The park, located near the intersection of W Street and Navy Boulevard, is currently home to three baseball fields that will not be impacted by the improvements. As part of the plan, a 2.5 acre pond will be constructed that will capture and treat stormwater runoff from nearly 40 acres in the surrounding neighborhoods. In addition to its water quality improvement, the pond will also serve as a wetland habitat for a variety of plants, birds and other aquatic animal species.
Improving the health of Bayou Chico
The $2.2 million project is being funded from grant proceeds resulting from fines from the 2010 Deepwater Horizon oil spill as part of the Gulf Environmental Benefit Fund managed by the National Fish and Wildlife Foundation. According to officials, the improvements will result in the removal of pollutants and debris from stormwater runoff before entering Bayou Chico.

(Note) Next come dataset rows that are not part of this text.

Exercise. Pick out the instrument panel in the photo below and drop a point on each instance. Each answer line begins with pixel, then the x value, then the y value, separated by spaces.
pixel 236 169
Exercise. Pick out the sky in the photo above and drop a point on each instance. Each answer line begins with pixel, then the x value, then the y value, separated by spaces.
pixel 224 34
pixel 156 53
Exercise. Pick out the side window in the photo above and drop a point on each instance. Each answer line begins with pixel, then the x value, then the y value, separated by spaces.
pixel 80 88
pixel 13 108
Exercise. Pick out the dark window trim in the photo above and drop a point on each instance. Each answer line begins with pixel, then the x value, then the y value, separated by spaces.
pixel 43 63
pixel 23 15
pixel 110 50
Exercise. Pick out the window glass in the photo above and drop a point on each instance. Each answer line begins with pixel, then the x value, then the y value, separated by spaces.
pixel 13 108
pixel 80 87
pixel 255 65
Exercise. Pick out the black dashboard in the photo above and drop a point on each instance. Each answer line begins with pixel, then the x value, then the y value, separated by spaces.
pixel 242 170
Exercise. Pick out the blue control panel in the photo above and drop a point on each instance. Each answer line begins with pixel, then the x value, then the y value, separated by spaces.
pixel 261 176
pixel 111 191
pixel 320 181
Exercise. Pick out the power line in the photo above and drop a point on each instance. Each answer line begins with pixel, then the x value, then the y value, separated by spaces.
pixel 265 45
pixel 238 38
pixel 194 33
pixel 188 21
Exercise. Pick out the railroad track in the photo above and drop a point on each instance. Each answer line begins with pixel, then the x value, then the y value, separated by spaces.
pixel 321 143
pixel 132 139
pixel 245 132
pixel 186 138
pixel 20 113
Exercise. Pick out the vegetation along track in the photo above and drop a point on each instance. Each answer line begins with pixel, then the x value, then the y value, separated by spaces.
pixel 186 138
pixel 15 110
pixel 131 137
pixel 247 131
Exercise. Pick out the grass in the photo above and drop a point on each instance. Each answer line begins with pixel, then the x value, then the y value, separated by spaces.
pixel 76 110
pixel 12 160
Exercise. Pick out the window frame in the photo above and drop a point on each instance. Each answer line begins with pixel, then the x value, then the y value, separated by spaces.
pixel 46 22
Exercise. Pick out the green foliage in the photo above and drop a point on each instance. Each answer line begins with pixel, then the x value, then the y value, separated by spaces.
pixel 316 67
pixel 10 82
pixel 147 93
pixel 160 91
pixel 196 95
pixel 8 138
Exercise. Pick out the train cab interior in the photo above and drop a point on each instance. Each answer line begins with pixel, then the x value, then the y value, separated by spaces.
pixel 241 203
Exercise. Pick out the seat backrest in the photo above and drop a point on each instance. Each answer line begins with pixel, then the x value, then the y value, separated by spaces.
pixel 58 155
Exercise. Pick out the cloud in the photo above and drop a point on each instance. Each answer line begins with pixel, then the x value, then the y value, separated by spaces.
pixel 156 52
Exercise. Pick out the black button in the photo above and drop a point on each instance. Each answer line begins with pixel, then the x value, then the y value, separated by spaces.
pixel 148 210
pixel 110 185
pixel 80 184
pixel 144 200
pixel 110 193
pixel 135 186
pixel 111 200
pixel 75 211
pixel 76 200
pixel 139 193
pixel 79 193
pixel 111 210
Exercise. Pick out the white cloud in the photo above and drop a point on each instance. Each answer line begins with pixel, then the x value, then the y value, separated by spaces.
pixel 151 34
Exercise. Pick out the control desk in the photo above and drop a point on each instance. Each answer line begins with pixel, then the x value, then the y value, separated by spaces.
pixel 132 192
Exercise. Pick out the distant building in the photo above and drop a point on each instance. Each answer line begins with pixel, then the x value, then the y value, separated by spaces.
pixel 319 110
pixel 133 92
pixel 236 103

Known as one of the most polluted bodies of water in the state of Florida, millions of dollars have been spent to clean up and remediate Bayou Chico that serves as the western border between the city and Escambia County.
The Bill Gregory Park project joins another recently awarded $1 million project one block east adjacent to the Global Learning Academy and the Wildlife Sanctuary of Northwest Florida.
Officially referred to as the “R Street at Maggie’s Ditch Stormwater Facility,” the project will capture and treat runoff from about 225 acres of mostly commercial areas, which currently discharges untreated stormwater into Maggie’s Ditch, a manmade wetland tributary that discharges into Bayou Chico. The project includes an underground treatment unit that is designed to remove 50 percent of “total suspended solids,” as well as debris and floatables. The system will remove an estimated 20 tons of solids annually.
Additionally, along the western branch of Bayou Chico, the $3 million Jones Creek and Jackson Creek stream and wetland floodplain habitat restoration project is currently underway and aims to restore more than a mile of the Jones Creek and Jackson Creek branches that flow into the bayou.
Not just a stormwater pond
City officials said the Bill Gregory Park and Maggie’s Ditch projects will also incorporate functional and aesthetic public amenities similar to those in the recently constructed $2 million Admiral Mason Stormwater Park in downtown Pensacola and the $3 million Government Street Stormwater Park at Corrine Jones Park in Pensacola’s Tanyard neighborhood that is nearly half-way completed. The projects aim to improve quality of life and recreational opporuntities in the local community.
“These amenities will include enhanced LED lighting, extensive walking paths, a boardwalk, sitting benches, extensive landscaping and passive reflection areas,” stated city officials.
As a result of its innovative design and benefit to the local community, Admiral Mason Park received a Project Excellence Award in 2012 from the Florida Stormwater Association.
Work is set to start in mid-February with an expected completion in the fall.